The exercise I will share with you is the most effective way to not only release pain without medication, but it to help you create space in the body so that the inward cringing tension of the muscles actually gets opened and released.
So instead of feeling a contracted motion of the body, you will feel an uplifting and open sensation. Are you ready to do the exercise with me?
You can either stand with both feet planted into the ground, or sit at the edge of a chair with your spine in its natural curve. If it’s comfortable for you to sit in a cross legged position, allowing your spine to be lengthened, do that. Laying down is not the preferred position for this exercise right now as I’d like you to please use the 360 degrees of your rib cage (and it can be more difficult when we are laying down).
Now I ask that you please do the same motion wherever the pain is in your body. If I feel like the pain is on my right knee, I will bring my hand to the right knee and I will do the hand gesture as I inhale and exhale. OK?
The motion of spreading the fingers is to help you to visualize the spaciousness created by the breath. If I am to tell you simply to bring your breath to your right knee, you might look at me with a very weird face! So by using your hand as a reference, it is easier to bring together the brain, the motion and the inner visualization of the spaciousness of the breath.

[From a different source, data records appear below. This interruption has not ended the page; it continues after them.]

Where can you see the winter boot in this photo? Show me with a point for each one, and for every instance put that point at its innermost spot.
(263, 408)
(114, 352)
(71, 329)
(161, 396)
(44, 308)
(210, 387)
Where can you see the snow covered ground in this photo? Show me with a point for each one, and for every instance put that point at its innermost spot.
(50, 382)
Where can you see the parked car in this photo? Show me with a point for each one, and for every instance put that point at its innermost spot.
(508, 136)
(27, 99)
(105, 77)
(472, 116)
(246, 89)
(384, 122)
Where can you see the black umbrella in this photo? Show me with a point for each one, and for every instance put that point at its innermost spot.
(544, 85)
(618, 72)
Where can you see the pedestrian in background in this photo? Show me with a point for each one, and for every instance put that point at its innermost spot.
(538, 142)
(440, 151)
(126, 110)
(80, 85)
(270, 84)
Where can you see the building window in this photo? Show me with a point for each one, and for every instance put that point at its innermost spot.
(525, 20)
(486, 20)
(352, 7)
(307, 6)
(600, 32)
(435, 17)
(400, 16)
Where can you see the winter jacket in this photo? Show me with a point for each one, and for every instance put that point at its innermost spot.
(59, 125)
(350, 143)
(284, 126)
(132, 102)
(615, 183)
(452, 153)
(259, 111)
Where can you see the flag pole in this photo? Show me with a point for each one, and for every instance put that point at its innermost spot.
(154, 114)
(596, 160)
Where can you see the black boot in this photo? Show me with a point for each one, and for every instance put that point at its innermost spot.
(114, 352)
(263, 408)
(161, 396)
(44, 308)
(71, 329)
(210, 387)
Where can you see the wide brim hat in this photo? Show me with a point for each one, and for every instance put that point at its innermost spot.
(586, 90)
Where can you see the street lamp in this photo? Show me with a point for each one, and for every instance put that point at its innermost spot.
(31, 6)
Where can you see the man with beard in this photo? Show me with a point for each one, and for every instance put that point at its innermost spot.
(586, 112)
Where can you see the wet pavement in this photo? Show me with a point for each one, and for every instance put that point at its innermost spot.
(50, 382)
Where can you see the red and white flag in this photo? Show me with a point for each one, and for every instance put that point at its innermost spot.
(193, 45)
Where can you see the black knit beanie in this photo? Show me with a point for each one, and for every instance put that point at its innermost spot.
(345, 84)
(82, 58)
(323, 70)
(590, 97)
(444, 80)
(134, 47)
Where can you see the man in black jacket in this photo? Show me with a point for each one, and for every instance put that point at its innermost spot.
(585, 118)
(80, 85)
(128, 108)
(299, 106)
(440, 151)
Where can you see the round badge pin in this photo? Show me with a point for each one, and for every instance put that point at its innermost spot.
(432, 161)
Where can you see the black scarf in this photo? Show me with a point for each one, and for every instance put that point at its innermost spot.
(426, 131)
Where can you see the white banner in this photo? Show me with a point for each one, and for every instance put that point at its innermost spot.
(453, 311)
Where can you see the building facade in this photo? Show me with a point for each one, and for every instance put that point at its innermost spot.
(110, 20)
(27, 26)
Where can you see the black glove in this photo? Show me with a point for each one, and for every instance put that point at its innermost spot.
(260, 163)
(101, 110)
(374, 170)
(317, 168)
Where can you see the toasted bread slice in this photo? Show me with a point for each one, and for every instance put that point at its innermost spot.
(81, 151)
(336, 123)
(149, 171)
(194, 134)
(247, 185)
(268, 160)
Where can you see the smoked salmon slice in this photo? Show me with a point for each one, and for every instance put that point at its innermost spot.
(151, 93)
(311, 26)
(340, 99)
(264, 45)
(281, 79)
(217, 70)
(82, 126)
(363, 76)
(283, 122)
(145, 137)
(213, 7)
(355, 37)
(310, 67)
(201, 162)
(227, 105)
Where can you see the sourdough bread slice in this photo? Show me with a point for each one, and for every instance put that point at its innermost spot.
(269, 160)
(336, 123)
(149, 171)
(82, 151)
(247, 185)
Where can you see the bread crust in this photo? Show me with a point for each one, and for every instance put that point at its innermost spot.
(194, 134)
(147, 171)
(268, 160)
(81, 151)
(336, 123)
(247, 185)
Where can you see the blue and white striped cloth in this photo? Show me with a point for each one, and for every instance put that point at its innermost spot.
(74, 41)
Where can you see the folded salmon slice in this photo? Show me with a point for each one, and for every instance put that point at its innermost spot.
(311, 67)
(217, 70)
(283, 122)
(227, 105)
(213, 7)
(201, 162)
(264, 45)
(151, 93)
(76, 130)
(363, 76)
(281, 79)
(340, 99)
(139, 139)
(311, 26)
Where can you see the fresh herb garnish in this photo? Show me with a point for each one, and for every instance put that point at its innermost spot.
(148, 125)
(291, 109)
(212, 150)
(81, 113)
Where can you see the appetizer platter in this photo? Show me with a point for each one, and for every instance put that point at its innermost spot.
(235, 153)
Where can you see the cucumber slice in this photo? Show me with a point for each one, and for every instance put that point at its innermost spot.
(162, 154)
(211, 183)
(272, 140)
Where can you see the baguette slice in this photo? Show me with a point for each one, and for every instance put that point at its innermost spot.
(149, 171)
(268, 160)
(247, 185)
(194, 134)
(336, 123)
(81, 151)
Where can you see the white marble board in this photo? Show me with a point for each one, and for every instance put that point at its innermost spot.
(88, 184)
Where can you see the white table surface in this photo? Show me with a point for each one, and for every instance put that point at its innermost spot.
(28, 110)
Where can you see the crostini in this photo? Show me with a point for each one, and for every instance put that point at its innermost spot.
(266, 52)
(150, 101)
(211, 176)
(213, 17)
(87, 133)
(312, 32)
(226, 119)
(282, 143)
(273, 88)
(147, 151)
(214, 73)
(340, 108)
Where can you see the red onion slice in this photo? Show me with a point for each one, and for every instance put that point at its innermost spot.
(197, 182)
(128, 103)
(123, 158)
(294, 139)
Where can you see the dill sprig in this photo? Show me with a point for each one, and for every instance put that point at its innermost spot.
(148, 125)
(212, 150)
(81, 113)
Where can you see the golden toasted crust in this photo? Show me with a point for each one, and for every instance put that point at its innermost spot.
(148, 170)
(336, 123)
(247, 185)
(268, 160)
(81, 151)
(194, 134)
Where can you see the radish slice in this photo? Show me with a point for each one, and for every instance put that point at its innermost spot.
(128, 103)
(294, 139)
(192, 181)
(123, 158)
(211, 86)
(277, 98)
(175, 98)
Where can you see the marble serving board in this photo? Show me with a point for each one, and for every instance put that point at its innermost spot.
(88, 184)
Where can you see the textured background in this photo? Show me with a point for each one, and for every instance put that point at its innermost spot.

If you are feeling pain in the back of your body, and unless you are a contortionist you cannot access it, that’s when the visualization comes in handy. You don’t need to have your fingers on your body all the time. But you can practice it somewhere you can touch and see, so that when comes the time to make space in a part of your body that is in accessible to you physically, you can do it with your eyes closed and feel it anyway. Does that make sense?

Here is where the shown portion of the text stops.